Potential surgical complications include infection, cerebral haemorrhage, subdural haematoma and neurological deficits. There is also evidence that epilepsy surgery can precipitate psychiatric disturbances and worsen anxiety and depression in some patients [77]. However, other contradictory findings have documented a post-operative improvement in depression, suggesting that more research in this area is needed [42]. One large literature review was performed by the Quality Standards Subcommittee of the American Academy of Neurology in 2003 [77], and assessed the overall outcome of epilepsy surgery. Surgical complications were tallied in a total of 556 patients from seven centres. A total of 6% of patients experienced neurological deficits (3% transient and 3% permanent) [77]. Postoperative infections were documented in 5% of patients, and hydrocephalus was described in three cases of large resections. A separate series of three papers which included 219 patients discussed post-operative cognitive and behavioural changes [77, 98-100]. Disturbances were described in 6% of patients and were transient in at least 3% and predominantly related to persistence of seizures [77, 98-100]. Ultimately, the risk of morbidity in epilepsy surgery depends on the specifics of the particular surgery planned for each patient. Risks cannot be realistically estimated until the results of EEG monitoring, neuroimaging and neuropsychological testing are known.

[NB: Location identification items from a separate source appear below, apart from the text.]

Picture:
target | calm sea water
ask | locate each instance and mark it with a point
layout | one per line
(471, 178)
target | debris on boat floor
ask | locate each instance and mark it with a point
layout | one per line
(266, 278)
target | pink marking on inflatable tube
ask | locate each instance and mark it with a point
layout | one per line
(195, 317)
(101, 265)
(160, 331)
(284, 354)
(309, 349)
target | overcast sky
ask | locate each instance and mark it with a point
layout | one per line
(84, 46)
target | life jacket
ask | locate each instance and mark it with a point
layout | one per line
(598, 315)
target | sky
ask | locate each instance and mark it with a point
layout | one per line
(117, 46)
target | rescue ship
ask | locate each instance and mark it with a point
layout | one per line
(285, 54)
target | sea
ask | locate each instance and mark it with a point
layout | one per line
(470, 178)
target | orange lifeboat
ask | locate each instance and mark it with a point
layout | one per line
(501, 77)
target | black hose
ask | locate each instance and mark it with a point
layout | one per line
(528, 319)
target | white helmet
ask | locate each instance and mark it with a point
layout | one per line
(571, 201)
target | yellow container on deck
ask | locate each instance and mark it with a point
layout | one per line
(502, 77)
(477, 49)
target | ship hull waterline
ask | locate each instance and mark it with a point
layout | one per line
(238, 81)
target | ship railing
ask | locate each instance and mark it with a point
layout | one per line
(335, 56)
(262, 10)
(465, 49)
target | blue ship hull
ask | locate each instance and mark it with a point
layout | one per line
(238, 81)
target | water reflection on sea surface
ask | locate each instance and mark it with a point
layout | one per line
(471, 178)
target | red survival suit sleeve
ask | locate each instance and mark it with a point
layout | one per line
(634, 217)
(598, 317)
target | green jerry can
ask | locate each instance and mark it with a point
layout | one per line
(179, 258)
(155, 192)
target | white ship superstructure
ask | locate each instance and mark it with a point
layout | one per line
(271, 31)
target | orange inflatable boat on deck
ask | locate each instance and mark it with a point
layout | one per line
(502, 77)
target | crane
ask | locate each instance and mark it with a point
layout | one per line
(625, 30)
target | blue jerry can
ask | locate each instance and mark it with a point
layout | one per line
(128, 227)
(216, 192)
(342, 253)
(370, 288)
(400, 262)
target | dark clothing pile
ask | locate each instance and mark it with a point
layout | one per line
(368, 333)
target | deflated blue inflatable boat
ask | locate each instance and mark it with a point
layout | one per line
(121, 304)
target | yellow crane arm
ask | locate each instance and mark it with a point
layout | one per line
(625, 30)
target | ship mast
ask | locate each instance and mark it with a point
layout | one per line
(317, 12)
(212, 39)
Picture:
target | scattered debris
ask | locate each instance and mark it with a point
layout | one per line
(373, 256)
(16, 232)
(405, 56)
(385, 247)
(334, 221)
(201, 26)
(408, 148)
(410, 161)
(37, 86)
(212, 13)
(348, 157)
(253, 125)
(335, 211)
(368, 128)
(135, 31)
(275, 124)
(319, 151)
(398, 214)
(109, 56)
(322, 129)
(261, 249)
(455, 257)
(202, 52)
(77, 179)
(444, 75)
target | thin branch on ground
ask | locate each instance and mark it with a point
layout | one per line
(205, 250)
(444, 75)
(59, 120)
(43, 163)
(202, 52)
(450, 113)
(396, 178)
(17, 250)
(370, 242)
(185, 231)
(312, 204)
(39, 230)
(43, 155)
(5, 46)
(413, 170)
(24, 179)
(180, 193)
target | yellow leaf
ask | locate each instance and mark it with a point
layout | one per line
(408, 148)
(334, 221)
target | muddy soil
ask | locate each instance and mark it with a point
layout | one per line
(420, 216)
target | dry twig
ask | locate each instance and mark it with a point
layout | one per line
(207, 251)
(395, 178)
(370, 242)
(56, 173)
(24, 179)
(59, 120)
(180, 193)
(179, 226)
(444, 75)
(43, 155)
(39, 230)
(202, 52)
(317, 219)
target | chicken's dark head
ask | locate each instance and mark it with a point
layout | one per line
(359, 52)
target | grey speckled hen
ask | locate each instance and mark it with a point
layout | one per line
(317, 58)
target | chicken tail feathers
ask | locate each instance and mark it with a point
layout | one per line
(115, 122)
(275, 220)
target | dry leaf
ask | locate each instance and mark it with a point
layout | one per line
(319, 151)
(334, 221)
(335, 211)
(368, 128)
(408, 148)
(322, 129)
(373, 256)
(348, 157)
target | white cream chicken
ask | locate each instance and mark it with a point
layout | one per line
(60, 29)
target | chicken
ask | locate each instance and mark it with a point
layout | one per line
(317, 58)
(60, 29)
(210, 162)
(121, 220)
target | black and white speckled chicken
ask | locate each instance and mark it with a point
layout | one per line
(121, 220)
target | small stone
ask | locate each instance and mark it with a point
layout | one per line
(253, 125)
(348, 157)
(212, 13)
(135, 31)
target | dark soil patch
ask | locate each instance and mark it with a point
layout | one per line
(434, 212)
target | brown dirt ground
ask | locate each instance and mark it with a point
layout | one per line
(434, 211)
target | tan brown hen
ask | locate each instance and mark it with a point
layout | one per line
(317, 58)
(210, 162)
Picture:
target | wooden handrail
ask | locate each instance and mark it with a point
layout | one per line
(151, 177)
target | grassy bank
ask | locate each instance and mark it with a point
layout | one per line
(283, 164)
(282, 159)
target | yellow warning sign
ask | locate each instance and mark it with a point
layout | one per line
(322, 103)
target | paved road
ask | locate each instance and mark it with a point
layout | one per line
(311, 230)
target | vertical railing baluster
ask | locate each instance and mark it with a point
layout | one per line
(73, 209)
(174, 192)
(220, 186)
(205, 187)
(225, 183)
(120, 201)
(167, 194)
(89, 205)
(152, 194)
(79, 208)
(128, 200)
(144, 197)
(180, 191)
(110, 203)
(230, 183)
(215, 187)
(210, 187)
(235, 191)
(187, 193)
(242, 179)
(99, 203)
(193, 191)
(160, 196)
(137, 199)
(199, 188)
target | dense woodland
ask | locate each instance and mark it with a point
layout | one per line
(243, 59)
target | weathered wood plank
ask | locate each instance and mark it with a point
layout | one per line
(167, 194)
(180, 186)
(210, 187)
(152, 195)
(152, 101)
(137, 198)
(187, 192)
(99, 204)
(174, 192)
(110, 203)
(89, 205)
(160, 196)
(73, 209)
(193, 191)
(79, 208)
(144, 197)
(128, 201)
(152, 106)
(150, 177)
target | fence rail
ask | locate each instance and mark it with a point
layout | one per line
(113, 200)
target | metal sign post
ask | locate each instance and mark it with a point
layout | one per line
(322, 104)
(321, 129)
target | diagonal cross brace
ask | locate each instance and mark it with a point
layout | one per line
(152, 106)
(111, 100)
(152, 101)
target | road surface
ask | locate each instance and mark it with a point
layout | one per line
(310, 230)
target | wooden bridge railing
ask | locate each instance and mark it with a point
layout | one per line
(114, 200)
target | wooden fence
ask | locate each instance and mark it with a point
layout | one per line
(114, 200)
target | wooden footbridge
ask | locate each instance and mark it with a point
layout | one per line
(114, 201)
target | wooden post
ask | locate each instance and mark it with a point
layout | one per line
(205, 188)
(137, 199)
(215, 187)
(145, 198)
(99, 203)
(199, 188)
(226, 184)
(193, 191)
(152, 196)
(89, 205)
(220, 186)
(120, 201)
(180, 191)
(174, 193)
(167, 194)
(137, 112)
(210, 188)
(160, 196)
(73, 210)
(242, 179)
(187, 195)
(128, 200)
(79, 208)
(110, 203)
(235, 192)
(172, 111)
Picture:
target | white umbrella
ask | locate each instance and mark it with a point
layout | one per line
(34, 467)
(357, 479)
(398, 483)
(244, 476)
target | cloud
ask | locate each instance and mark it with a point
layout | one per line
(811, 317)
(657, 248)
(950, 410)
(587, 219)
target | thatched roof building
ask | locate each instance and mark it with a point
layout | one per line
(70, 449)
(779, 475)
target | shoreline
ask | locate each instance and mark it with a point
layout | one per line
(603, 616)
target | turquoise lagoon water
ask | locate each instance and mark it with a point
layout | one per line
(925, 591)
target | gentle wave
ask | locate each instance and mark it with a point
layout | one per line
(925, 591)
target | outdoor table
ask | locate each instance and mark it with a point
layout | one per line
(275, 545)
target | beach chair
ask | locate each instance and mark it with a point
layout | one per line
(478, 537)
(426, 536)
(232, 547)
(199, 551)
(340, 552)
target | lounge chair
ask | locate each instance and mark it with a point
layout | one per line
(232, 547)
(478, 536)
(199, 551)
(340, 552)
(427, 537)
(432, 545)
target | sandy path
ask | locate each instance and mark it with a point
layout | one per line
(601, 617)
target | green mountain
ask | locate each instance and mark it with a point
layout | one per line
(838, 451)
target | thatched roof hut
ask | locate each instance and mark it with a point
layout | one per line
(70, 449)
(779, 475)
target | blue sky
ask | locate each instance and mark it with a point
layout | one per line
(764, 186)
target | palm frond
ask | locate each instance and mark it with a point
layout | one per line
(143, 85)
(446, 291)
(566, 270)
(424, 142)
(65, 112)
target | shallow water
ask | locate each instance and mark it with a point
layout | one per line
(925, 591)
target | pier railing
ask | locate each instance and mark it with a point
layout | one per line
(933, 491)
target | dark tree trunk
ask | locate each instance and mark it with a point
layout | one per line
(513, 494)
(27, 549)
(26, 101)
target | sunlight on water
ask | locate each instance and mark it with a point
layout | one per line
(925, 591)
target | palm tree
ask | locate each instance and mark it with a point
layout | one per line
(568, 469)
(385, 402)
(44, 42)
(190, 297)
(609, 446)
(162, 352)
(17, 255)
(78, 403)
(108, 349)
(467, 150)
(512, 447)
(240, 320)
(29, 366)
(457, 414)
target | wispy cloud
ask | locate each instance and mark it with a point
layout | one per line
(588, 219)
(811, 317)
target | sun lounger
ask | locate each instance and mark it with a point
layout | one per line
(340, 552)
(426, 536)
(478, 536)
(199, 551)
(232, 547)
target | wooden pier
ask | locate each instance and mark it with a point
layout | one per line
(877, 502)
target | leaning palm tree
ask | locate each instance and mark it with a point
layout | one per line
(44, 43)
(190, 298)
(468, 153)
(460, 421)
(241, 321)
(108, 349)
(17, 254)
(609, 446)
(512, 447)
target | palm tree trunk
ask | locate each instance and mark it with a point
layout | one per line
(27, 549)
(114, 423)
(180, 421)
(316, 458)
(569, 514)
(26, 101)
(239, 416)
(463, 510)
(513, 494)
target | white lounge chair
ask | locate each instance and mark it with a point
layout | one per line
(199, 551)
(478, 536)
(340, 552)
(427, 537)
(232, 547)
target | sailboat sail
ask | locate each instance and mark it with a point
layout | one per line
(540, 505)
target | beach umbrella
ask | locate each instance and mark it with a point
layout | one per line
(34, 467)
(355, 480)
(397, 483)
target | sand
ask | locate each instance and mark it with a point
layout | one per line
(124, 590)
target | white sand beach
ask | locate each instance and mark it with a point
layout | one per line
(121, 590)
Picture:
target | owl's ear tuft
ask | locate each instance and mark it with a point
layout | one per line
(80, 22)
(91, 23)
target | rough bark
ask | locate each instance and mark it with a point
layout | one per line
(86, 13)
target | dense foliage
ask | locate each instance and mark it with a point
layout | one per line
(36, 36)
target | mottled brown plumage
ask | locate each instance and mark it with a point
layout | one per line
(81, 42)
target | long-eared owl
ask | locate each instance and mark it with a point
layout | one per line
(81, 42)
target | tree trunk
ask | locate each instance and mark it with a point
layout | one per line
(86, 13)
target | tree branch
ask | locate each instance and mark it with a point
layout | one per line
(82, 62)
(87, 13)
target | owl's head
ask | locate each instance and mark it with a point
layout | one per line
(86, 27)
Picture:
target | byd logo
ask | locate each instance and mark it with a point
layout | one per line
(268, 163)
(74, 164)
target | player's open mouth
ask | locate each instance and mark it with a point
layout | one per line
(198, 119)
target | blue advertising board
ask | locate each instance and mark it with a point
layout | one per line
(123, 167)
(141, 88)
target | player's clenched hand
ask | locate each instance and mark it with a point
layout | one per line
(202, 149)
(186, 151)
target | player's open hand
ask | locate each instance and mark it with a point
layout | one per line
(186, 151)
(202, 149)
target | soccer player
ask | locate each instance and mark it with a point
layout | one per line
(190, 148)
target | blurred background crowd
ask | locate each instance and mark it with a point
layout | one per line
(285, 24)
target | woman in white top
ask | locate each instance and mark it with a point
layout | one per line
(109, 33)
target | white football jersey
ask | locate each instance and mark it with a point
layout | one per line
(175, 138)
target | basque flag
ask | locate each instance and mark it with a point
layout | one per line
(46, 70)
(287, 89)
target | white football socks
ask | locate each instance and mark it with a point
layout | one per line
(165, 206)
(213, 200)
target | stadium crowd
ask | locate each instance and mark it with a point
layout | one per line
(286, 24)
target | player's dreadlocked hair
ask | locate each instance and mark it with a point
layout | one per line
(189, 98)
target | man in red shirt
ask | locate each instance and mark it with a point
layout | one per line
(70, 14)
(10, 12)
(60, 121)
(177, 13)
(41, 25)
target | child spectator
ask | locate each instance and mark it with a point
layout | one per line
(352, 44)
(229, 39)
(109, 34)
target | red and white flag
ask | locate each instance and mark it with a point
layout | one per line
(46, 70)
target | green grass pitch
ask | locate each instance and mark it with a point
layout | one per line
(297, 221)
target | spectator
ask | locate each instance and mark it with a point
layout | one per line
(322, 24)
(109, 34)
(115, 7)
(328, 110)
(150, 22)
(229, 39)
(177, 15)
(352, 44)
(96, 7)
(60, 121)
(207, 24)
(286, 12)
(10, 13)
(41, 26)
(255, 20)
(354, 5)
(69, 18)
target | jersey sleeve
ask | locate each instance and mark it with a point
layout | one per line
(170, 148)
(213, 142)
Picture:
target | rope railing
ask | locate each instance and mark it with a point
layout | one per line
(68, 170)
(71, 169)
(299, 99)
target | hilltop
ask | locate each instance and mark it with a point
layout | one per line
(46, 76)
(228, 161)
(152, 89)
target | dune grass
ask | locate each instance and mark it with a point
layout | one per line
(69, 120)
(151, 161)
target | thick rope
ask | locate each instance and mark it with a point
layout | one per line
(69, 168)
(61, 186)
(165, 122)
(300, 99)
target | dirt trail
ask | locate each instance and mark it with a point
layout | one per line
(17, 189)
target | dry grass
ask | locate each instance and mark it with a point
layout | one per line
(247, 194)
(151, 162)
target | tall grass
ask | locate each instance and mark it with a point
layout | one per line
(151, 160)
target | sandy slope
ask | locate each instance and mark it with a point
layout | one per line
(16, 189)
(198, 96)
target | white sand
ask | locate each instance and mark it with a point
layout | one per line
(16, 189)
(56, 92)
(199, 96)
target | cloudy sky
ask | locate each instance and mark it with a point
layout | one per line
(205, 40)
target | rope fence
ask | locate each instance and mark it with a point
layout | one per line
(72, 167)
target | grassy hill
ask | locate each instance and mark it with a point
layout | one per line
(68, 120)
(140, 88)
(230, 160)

In chronically refractory patients who do not undergo surgery, only 5-14% will achieve seizure remission [101]. Epilepsy surgery offers a better chance of obtaining seizure freedom in many cases, and in the aforementioned Engel et al. study [77] seizure reduction correlated with improved quality of life. In one Class I trial, patients who underwent surgery had improved quality of life after 1 year compared with patients who were treated with medication alone [77]. A trend towards better social function was also seen in patients in the Class I trial, and in several Class IV trials (evidence from uncontrolled studies, case series, case reports or expert opinion), with improvement in employment and activities of daily living [77]. Lastly, there is an overall reduction of long-term medical costs for patients who undergo epilepsy surgery [102].